Structural Patterns  «Prev 

Common Structural Patterns

Structural patterns primarily:
  1. Deal with objects delegating responsibilities to other objects. This results in a layered architecture of components with a low degree of coupling.
  2. Facilitate inter-object communication when one object is not accessible to the other by normal means or when an object is not usable because of its incompatible interface.
  3. Provide ways to structure an aggregate object so that it is created in full and to reclaim system resources in a timely manner.
Structural Patterns: Designing objects to satisfy particular project constraints. These work with the way objects are connected with other objects to ensure that changes in the system do not require changes to those connections.

Adapter pattern is a simple pattern that provides a wrapper for a class or object that uses a different interface, much like an electrical adapter can convert three-prong to two-prong plugs.

Bridge Pattern decouples the interface from the implementation without using inheritance. A parallel class hierarchy is used.

Composite Pattern describes a tree-like structure in which individual parts have the same interface as the whole pattern. Any leaf or sub-tree of the tree has the same interface as the entire tree. There is no fixed limit on the number of nodes in the three.

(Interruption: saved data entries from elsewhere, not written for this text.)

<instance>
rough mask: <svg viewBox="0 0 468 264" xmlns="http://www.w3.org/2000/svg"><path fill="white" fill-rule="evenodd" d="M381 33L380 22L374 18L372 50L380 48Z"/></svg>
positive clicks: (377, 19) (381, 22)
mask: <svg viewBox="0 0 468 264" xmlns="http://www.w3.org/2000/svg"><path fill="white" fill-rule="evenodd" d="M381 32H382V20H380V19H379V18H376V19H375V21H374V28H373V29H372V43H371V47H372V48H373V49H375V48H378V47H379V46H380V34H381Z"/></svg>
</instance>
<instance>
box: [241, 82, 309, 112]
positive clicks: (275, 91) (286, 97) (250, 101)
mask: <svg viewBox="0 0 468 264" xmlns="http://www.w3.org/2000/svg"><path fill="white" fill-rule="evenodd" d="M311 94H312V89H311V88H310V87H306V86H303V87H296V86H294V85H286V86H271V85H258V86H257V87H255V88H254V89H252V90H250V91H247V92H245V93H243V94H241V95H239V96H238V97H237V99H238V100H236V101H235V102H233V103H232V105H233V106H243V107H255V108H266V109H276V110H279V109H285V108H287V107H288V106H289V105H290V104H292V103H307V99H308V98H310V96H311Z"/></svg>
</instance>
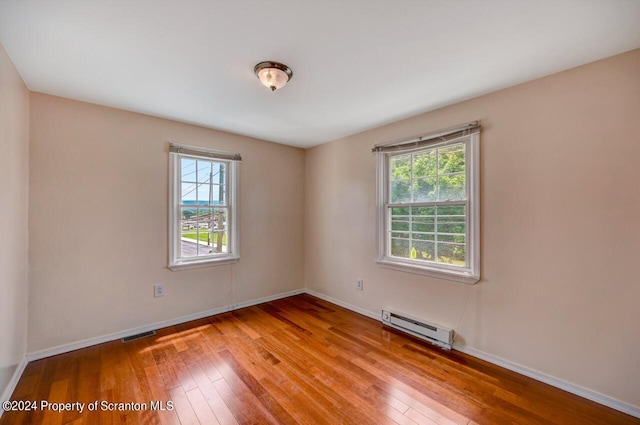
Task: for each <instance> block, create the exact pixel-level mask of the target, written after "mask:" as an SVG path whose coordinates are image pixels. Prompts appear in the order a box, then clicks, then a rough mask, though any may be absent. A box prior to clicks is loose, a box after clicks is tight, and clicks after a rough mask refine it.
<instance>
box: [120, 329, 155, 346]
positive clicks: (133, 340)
mask: <svg viewBox="0 0 640 425" xmlns="http://www.w3.org/2000/svg"><path fill="white" fill-rule="evenodd" d="M155 334H156V331H149V332H142V333H141V334H136V335H131V336H125V337H124V338H122V343H123V344H124V343H125V342H131V341H135V340H136V339H140V338H146V337H148V336H152V335H155Z"/></svg>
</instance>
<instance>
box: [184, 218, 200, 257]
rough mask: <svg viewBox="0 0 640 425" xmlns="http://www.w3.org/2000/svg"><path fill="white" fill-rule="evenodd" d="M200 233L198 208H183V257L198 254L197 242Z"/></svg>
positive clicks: (192, 255) (195, 255) (196, 254)
mask: <svg viewBox="0 0 640 425" xmlns="http://www.w3.org/2000/svg"><path fill="white" fill-rule="evenodd" d="M197 233H198V209H197V208H182V209H181V211H180V251H181V256H182V257H195V256H196V255H198V245H197V244H196V243H195V241H196V238H197Z"/></svg>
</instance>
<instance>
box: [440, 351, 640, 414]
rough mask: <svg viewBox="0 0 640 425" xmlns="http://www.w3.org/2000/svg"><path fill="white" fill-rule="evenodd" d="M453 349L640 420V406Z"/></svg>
mask: <svg viewBox="0 0 640 425" xmlns="http://www.w3.org/2000/svg"><path fill="white" fill-rule="evenodd" d="M453 349H454V350H457V351H460V352H462V353H465V354H468V355H470V356H473V357H476V358H478V359H481V360H484V361H487V362H489V363H492V364H494V365H497V366H501V367H503V368H505V369H509V370H510V371H513V372H516V373H519V374H521V375H524V376H527V377H529V378H532V379H535V380H536V381H540V382H544V383H545V384H549V385H551V386H552V387H556V388H559V389H561V390H564V391H567V392H570V393H572V394H575V395H577V396H580V397H582V398H586V399H587V400H591V401H595V402H596V403H599V404H602V405H604V406H607V407H610V408H612V409H615V410H618V411H620V412H623V413H626V414H628V415H631V416H634V417H636V418H640V407H638V406H634V405H631V404H628V403H625V402H623V401H620V400H617V399H615V398H612V397H609V396H606V395H604V394H601V393H599V392H597V391H593V390H590V389H587V388H584V387H581V386H579V385H576V384H572V383H570V382H567V381H564V380H562V379H559V378H555V377H553V376H550V375H547V374H545V373H542V372H539V371H537V370H534V369H530V368H528V367H526V366H522V365H520V364H517V363H513V362H510V361H508V360H505V359H503V358H501V357H497V356H494V355H492V354H488V353H485V352H484V351H480V350H476V349H475V348H473V347H466V346H460V345H457V344H454V345H453Z"/></svg>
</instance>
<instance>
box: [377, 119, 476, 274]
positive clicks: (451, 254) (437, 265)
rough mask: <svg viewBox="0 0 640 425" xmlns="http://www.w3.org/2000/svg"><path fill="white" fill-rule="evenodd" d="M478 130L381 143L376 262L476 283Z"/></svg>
mask: <svg viewBox="0 0 640 425" xmlns="http://www.w3.org/2000/svg"><path fill="white" fill-rule="evenodd" d="M479 131H480V126H479V125H478V124H477V123H472V124H469V125H467V126H464V127H460V128H457V129H452V130H448V131H445V132H440V133H437V134H435V135H431V136H425V137H422V138H420V139H418V140H414V141H410V142H403V143H397V144H386V145H378V146H376V147H375V148H374V152H377V154H378V202H377V208H378V259H377V263H378V264H380V265H381V266H383V267H389V268H394V269H399V270H403V271H409V272H414V273H421V274H426V275H431V276H435V277H440V278H444V279H451V280H457V281H460V282H465V283H475V282H477V281H478V280H479V279H480V261H479V146H478V144H479Z"/></svg>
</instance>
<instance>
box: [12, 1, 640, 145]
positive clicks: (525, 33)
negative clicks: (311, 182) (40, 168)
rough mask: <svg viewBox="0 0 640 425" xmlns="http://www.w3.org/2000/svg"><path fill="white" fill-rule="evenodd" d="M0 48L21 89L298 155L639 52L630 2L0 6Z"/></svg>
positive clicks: (637, 36) (636, 3)
mask: <svg viewBox="0 0 640 425" xmlns="http://www.w3.org/2000/svg"><path fill="white" fill-rule="evenodd" d="M0 42H2V44H3V45H4V47H5V49H6V50H7V52H8V53H9V55H10V56H11V59H12V60H13V62H14V63H15V65H16V67H17V68H18V70H19V72H20V74H21V75H22V77H23V79H24V80H25V82H26V84H27V85H28V86H29V88H30V89H31V90H34V91H37V92H43V93H50V94H53V95H58V96H64V97H67V98H72V99H78V100H82V101H86V102H92V103H96V104H100V105H107V106H113V107H116V108H121V109H126V110H130V111H136V112H142V113H145V114H150V115H155V116H159V117H165V118H170V119H174V120H178V121H183V122H188V123H193V124H198V125H202V126H205V127H210V128H216V129H221V130H226V131H230V132H233V133H238V134H243V135H248V136H253V137H257V138H261V139H265V140H270V141H274V142H278V143H285V144H289V145H293V146H300V147H308V146H313V145H317V144H320V143H324V142H329V141H332V140H335V139H338V138H341V137H344V136H347V135H350V134H354V133H357V132H360V131H363V130H366V129H370V128H374V127H377V126H380V125H382V124H385V123H388V122H392V121H396V120H398V119H401V118H406V117H409V116H412V115H416V114H419V113H421V112H425V111H429V110H433V109H436V108H439V107H442V106H444V105H448V104H452V103H455V102H459V101H461V100H464V99H469V98H473V97H476V96H478V95H481V94H484V93H488V92H491V91H495V90H497V89H500V88H504V87H508V86H512V85H514V84H518V83H521V82H524V81H528V80H531V79H534V78H538V77H541V76H544V75H548V74H551V73H555V72H558V71H561V70H564V69H568V68H571V67H574V66H577V65H581V64H584V63H587V62H591V61H594V60H597V59H601V58H605V57H608V56H611V55H614V54H616V53H620V52H624V51H627V50H631V49H634V48H637V47H640V0H553V1H552V0H535V1H534V0H476V1H474V0H423V1H408V0H395V1H392V0H386V1H376V0H343V1H337V0H335V1H330V0H324V1H311V0H298V1H285V0H258V1H247V0H236V1H231V0H228V1H220V0H215V1H214V0H209V1H206V0H131V1H123V0H84V1H80V0H0ZM264 60H274V61H279V62H283V63H285V64H287V65H289V66H290V67H291V68H292V69H293V73H294V75H293V79H292V80H291V81H290V82H289V84H288V85H287V86H286V87H284V88H283V89H281V90H278V91H276V92H274V93H272V92H270V91H269V90H268V89H266V88H265V87H263V86H262V85H260V82H259V81H258V79H257V78H256V77H255V75H254V74H253V67H254V65H255V64H257V63H258V62H261V61H264Z"/></svg>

Decorator Pattern adds responsibilities to individual objects by wrapping them in a class that exposes their original interface, but includes some new methods and functionality as well.

Facade Pattern combines a group of diverse classes with complicated interrelations into a single, simple unified interface that handles the needs of most client classes. This makes it simpler for client programmers to use.
Facade Pattern Code

Proxy Pattern is similar to the Adapter pattern in that a surrogate objects stands in between the client classes and the actual object. However, the Proxy presents the same interface as the original object rather than a new interface.